The staging for White Stripes is just the right backdrop for their performance. The crispness of the red and white on the drums and guitar matches the music perfectly in its appeal to that place inside us that responds to raw sound. Fans of the “I LIKE IT LOUD” style are not going to be disappointed here either.

White Stripes musical roots are evident in not only their stage presence but in the delivery of their music. Their passion calls to mind the best of the garage rock movement – a rawness, and deep belief in their music - not caring what anyone thinks. The same depth is shown with the bluesiness of their sound – it as though they have brought blues back, translated into modern language and made it capable of reaching the newcomers to the style without putting off those who have been appreciating it for the last few decades. There was a definite jazz sassiness to their performance – a swing that made you want to dance; and stick out your tongue at the poor devils out there who just don’t get it. Being a native Texan, I was also pleased to hear the almost bluegrass tones that run though as well. Is there any sort of music that they have not been able to appreciate, and incorporate into their unique sound?? I will have to keep listening to find out.

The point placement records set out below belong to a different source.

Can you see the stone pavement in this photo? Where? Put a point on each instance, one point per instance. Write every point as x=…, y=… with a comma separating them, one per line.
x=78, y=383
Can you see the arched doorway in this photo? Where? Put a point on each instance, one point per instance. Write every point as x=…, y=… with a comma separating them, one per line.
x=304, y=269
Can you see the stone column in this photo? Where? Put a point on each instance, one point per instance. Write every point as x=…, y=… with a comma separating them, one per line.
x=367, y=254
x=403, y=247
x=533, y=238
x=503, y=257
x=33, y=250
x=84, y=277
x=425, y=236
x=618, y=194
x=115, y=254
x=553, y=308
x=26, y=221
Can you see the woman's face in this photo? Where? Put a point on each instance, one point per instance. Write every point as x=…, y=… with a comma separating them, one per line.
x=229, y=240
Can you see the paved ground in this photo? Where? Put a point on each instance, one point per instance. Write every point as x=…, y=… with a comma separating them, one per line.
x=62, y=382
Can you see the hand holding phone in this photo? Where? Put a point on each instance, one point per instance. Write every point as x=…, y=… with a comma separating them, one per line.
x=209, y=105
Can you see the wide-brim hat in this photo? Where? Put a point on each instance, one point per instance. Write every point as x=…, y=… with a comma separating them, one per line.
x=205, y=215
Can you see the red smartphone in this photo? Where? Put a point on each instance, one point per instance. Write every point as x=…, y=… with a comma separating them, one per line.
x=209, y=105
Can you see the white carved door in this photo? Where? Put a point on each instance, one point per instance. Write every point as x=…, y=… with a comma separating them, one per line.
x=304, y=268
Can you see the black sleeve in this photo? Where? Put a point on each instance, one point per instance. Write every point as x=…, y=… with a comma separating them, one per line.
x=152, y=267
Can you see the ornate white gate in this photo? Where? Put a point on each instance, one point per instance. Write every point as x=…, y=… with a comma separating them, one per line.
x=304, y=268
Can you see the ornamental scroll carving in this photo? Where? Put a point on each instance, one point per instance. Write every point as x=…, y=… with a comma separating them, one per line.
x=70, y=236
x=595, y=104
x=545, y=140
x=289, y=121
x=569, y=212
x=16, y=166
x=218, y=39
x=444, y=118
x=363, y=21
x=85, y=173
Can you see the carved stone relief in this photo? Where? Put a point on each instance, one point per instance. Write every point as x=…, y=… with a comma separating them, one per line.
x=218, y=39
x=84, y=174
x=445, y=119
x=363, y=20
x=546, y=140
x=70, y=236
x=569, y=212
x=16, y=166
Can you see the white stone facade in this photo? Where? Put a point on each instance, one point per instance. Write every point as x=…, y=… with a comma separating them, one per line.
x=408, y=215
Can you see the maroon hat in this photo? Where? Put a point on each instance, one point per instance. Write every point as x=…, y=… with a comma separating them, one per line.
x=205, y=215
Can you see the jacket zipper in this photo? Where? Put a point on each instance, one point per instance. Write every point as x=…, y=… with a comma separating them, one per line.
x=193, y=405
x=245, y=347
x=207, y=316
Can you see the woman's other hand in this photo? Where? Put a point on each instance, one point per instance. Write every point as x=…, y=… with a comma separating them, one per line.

One other thing that needs mentioning is The White Stripes have probably the classiest, best dressed stage techs I have ever seen. Their suits carried the theme beautifully, and didn’t make the jarring note that is sometimes felt when tech help is needed onstage.

After seeing White Stripes I went online to see what I could find out about this amazing pair. I also checked with my 17 year old touchstone son for the word on White Stripes, and his response puzzled me. He said, "They were Beatles-ish, but that it was something that kids didn’t mind if their parents listened to with them." I assumed it was their look – now I know it is because they bring back a freedom that music had when Rock Was Young – a freedom that anyone can relate to. After checking into their history I was almost hurt by the fact that audiences from Europe, Australia, Canada and almost everywhere else had gotten to experience the sound of White Stripes and I hadn’t.

I also read that they do their best to avoid the hype that publicity can draw down onto them, so I don’t feel so bad about not having known about them before this show. I have tried very hard not to fall into “hype” as well, but Jack White and Meg White have a talent that almost makes it inevitable. Judging by the line of fans that was already waiting at 3 P.M. on a stickynastyhot Austin afternoon for the 7 P.M. show, White Stripes definitely has what it takes. So tell everyone you know about them – just please do it quietly – I’m busy listening.